Jadi apa yang harus kita lakukan untuk menghindari konsumsi berlebihan yang disebabkan makan hedonis?
“Penelitian menunjukkan bahwa lapar hedonis dapat berkurang ketika orang menurunkan berat badan,” jawab Dr Mead.
“Mungkin orang yang berhasil mengelola berat badan mampu mengubah cara mereka memandang makanan, atau cara mereka melihat makanan memberi kesenangan menjadi berubah.
Menurunkan berat badan, mengembangkan kebiasaan makan baru, atau menerapkan gaya hidup sehat yang baru mungkin tidak mudah bagi banyak orang.
Namun, Prof Stubbs menyebut ada cara untuk mengubahnya menjadi aktivitas hedonis yang juga menyenangkan.
“Misalnya, kalau Anda ingin meningkatkan aktivitas fisik Anda, maka pikirkan aktivitas yang akan lebih menyenangkan bagi Anda.

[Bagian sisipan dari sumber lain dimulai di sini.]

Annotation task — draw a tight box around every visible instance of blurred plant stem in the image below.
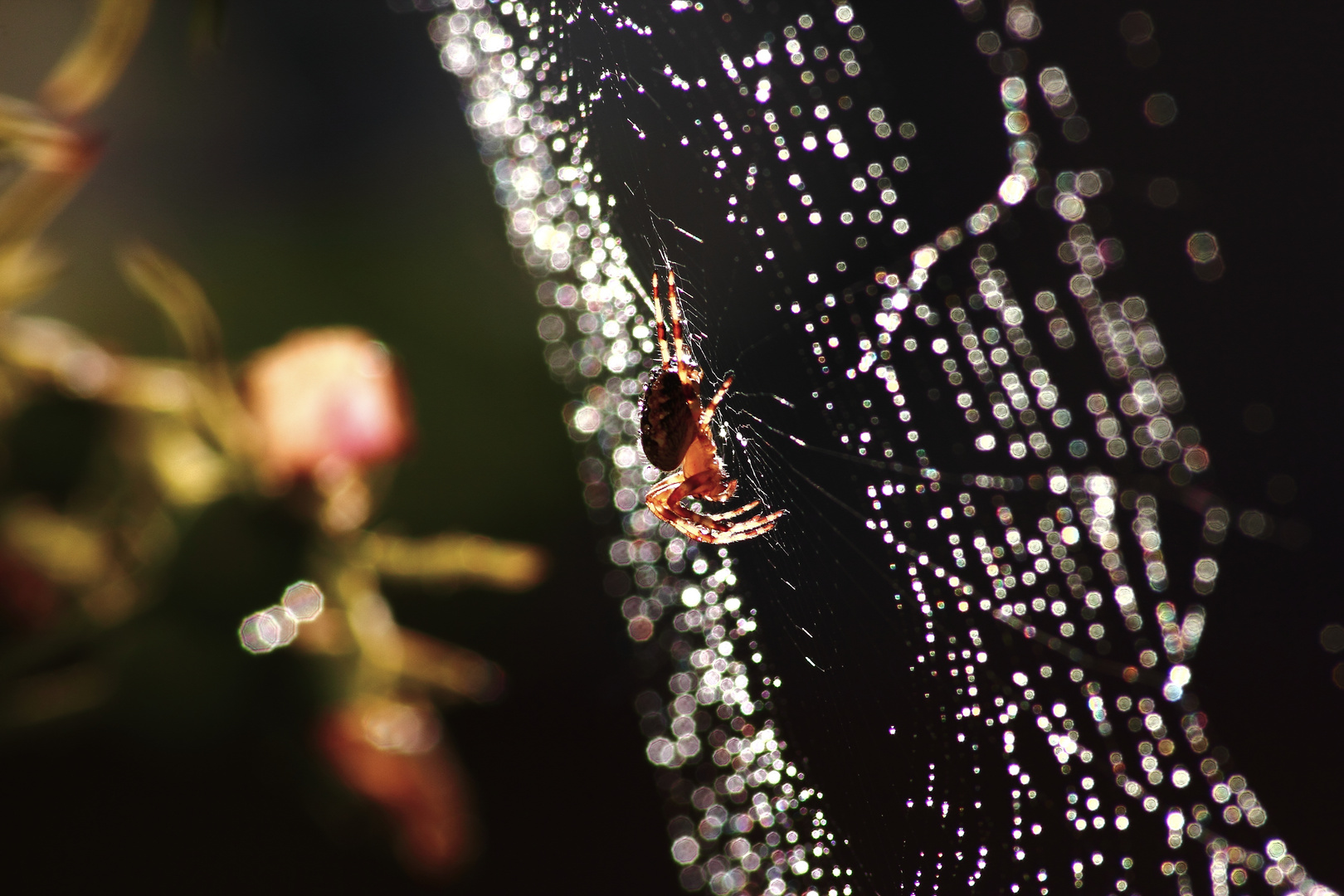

Apakah itu pergi ke gym? Mungkin tidak. Atau mungkin jalan-jalan dengan teman atau menari?”
“Intinya adalah mencoba memahami aspek kesenangan apa yang memotivasi hidup Anda dan mencoba untuk menyesuaikan kebiasaan baru Anda dengan hal-hal yang memberi Anda kesenangan.”
Makan dengan penuh perhatian – mindful eating – juga bisa menjadi cara untuk menghindari konsumsi berlebihan akibat makan hedonis.
Prof Stubbs menegaskan ini bukan berarti Anda harus makan kubis sepanjang sisa hidup Anda. Sebaliknya, dia menyarankan pendekatan yang lebih seimbang untuk asupan makanan.
“Kami tidak ingin menghentikan orang makan hedonis,” tegas Prof Stubbs.
“Kami ingin mengarahkan kesenangan ke pola makan yang lebih sehat.”
Orang-orang, sambung dia, bisa saja mengembangkan hubungan yang lebih positif dengan makanan tanpa mengurangi menyantap makanan yang lezat dan memberi kesenangan.
“Anda dapat beralih ke apa yang kita sebut gaya hidup 80:20,” kata Prof Stubbs.
“Jika 80% dari diet Anda adalah makanan yang rendah kepadatan kalori, kaya nutrisi, dan bisa dibuat lebih nikmat, Anda akan punya 20% untuk menikmati camilan “hadiah” dan makanan lezat yang menambah kesenangan hidup dan sering dikaitkan dengan acara dan situasi sosial yang penting.”